この自分時間では、近所を小まめに歩きながらポッドキャストを聴いたり、仕事の合間にスマートフォンでニュースアプリを開いたりしています。会議と会議の間のすきま時間には、わざわざ近所のコンビニに買い物に行き、読書の時間も確保。通勤・移動がなくなって失われた、いい面だけを再現するようにしました。
通勤を「悪」か「善」かで二分して考えてしまうのではなく、このように分解して考えてみれば、効率化の陰で失ってしまった価値あることに気づいたり、それを良い部分だけ復活させる方法を考えたりすることが可能になります。これが「分解の思考」の効用です。
シンプルかつミニマムに考えたい
ときに役立つ「分解の思考」
分解の思考は、起業や新規事業に取り組むときにも役立ちます。
新規事業の立ち上げでは「MVP(Minimum Viable Product:顧客に価値を提供できる最小限のプロダクト)」と「PoC(Proof of Concept:新しいアイデアの実現可能性を実証すること)」の考え方が重要です。つまり、最小限のプロダクトとして成立するものが、ビジネスとしても成立するかどうかを検証する、と考え方です。

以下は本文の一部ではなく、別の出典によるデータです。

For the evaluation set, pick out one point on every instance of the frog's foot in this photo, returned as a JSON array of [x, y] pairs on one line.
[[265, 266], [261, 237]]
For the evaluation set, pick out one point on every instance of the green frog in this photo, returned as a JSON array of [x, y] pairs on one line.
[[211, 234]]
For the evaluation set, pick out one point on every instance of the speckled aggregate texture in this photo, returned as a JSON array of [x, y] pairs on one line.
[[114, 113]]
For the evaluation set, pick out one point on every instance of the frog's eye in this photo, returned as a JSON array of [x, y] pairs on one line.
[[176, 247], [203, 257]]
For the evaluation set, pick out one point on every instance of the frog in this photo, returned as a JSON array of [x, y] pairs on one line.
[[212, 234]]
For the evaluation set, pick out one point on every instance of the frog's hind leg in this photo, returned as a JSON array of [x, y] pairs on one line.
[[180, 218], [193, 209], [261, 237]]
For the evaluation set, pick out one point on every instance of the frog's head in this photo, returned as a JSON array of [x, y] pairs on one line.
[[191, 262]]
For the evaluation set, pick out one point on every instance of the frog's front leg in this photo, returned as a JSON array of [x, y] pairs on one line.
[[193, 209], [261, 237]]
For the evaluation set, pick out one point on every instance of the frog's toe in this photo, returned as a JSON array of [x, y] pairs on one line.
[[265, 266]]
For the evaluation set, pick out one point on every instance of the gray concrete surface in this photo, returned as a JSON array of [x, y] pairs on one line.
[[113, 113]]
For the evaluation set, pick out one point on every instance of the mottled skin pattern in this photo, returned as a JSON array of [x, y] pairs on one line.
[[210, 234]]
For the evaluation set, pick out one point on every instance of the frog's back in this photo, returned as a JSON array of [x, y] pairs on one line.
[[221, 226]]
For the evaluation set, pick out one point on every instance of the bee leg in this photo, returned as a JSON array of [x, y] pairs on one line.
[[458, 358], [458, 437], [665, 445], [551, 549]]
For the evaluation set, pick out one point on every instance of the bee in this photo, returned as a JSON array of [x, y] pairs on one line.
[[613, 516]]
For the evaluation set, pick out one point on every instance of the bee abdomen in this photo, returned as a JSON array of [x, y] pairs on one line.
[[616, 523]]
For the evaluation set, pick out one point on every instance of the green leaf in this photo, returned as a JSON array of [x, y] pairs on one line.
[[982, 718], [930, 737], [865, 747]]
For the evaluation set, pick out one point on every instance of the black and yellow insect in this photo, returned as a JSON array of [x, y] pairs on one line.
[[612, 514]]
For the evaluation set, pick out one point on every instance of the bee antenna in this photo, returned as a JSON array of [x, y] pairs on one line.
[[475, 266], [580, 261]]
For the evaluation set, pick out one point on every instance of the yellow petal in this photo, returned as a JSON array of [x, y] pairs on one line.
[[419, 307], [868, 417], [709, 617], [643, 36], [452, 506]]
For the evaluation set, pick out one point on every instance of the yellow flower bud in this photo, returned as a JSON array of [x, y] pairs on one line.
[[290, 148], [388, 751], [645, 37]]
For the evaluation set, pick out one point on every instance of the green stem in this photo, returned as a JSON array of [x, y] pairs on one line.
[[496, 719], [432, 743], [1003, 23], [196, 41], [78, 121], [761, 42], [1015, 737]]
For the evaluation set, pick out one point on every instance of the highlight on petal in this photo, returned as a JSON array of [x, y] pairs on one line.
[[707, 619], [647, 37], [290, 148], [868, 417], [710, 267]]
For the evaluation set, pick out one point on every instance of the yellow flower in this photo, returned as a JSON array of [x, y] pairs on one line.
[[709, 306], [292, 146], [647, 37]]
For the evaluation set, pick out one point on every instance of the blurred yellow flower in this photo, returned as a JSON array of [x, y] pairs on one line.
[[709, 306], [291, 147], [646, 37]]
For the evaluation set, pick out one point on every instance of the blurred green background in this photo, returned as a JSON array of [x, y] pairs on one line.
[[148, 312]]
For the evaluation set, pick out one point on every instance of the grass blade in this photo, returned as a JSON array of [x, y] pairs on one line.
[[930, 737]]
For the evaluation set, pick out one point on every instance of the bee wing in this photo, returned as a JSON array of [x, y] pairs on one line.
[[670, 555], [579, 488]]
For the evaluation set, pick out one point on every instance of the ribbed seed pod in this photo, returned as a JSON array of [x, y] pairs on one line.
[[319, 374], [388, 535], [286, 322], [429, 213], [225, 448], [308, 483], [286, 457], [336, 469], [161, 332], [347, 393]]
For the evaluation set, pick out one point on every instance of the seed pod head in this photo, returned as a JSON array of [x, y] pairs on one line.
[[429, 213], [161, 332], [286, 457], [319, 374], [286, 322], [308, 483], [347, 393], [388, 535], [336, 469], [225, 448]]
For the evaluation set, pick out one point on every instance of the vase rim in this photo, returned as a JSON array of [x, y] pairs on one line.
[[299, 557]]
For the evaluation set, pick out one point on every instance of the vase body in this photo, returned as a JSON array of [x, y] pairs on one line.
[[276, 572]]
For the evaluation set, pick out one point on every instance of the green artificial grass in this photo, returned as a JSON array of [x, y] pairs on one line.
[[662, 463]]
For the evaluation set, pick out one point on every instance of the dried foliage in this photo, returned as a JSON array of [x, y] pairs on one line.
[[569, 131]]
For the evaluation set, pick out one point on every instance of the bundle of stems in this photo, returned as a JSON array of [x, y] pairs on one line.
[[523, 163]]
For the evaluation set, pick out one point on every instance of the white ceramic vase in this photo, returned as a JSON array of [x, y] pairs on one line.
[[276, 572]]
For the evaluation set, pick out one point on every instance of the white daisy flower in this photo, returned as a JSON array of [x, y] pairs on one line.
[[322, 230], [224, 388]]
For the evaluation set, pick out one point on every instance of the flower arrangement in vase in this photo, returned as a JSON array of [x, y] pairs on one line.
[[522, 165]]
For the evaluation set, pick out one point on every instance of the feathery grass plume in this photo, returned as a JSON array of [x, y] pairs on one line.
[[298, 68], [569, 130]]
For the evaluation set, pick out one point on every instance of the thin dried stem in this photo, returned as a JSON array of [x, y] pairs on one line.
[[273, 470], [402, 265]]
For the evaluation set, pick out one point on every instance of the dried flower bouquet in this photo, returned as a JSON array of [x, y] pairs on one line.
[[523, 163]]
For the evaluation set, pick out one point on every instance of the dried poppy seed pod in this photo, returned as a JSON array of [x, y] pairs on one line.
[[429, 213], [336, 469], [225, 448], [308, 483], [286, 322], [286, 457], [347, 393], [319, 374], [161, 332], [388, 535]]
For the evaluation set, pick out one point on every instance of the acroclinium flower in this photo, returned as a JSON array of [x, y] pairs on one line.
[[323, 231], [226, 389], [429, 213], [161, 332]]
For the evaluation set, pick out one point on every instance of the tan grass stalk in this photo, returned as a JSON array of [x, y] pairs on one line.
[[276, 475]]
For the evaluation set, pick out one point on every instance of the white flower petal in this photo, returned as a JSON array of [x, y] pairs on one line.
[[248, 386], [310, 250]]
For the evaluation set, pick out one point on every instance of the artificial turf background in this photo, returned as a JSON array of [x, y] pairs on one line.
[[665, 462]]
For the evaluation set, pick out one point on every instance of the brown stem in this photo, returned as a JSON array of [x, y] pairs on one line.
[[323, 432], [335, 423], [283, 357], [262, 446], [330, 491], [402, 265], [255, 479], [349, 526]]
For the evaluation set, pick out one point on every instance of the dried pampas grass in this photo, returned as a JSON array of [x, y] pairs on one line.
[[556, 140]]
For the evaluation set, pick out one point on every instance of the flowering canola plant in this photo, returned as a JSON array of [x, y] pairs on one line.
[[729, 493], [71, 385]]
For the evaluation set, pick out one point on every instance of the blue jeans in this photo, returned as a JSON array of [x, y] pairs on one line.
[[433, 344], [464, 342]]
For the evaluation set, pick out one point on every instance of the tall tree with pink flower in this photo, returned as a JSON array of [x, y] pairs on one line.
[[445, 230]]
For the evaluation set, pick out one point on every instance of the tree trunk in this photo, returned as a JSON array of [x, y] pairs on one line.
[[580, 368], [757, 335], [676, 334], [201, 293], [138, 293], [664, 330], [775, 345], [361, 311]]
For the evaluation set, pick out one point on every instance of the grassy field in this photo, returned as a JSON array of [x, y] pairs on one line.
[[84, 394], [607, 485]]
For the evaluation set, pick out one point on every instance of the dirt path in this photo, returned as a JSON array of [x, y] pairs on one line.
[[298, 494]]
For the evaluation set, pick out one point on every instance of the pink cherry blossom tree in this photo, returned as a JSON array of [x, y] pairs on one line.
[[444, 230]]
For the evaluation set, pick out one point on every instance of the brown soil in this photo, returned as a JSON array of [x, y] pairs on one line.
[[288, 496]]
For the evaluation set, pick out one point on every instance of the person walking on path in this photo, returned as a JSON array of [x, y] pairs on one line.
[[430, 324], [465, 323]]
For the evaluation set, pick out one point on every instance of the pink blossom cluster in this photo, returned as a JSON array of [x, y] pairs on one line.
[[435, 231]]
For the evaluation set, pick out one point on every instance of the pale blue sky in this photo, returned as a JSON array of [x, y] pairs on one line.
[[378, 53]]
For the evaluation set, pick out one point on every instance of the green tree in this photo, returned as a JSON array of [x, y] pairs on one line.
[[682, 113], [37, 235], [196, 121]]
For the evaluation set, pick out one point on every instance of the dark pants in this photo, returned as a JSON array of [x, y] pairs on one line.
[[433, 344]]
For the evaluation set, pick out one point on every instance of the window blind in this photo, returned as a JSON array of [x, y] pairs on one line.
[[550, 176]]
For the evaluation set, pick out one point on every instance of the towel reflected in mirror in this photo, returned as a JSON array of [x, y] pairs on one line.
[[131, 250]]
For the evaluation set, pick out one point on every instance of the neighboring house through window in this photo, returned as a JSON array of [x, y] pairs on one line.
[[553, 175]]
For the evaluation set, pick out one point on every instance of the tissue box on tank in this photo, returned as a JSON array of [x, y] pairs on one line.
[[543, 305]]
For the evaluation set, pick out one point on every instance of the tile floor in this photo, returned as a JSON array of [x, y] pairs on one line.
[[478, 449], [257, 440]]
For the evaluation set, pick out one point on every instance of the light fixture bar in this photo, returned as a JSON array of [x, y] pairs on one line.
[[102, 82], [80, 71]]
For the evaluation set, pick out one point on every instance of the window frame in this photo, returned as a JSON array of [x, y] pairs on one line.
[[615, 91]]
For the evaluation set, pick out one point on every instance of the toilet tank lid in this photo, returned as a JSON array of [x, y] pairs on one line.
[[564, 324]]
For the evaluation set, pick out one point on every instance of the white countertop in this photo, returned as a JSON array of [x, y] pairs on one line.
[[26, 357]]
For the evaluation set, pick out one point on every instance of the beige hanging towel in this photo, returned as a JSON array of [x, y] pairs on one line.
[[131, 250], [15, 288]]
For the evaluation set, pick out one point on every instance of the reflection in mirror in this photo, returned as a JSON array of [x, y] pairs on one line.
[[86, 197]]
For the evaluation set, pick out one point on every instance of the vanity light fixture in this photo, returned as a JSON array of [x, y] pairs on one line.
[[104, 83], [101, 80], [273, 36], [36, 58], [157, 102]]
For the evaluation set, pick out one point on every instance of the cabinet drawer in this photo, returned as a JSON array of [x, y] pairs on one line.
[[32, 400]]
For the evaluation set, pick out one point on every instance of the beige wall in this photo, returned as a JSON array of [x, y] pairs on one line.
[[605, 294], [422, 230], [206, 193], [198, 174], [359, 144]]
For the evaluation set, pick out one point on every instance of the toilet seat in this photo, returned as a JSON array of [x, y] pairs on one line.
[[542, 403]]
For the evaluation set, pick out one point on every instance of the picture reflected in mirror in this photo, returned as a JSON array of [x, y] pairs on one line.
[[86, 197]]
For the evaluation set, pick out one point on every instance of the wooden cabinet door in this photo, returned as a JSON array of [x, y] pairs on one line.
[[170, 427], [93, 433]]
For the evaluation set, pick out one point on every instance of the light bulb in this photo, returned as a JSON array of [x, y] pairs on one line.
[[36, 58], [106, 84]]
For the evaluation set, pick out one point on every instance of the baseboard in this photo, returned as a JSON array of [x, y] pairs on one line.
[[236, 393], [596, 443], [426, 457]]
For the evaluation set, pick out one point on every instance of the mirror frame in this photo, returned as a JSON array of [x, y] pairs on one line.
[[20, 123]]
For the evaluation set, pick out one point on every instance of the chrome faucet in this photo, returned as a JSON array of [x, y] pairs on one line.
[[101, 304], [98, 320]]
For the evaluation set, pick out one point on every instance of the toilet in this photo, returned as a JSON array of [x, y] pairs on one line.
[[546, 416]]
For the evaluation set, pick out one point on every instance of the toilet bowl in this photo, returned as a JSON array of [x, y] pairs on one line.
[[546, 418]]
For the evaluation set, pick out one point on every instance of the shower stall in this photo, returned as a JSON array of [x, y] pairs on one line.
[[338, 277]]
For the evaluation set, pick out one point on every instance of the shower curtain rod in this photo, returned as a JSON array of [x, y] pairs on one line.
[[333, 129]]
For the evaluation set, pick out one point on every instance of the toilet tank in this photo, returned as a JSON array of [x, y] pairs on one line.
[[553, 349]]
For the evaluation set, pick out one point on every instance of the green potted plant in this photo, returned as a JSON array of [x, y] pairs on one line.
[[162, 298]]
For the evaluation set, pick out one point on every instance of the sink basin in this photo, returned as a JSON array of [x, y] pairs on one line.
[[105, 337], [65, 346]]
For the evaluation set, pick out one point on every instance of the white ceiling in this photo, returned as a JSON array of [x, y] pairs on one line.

新規事業に取り組むときには、誰しも既存のアセットを生かしたくなるものです。企業であれば現在の事業や人材、サプライチェーンなどを応用する、あるいは起業家なら、これまでの知識や経験を基に新しいものを考えれば、発想がしやすいからです。しかし、この方法で新規事業を考えるときに陥りがちなのが、さまざまな要素をあれもこれもと詰め込んでしまうことです。これを整理するには、一度詰め込んだ要素を分解して、真の最小単位を考えてみる必要があります。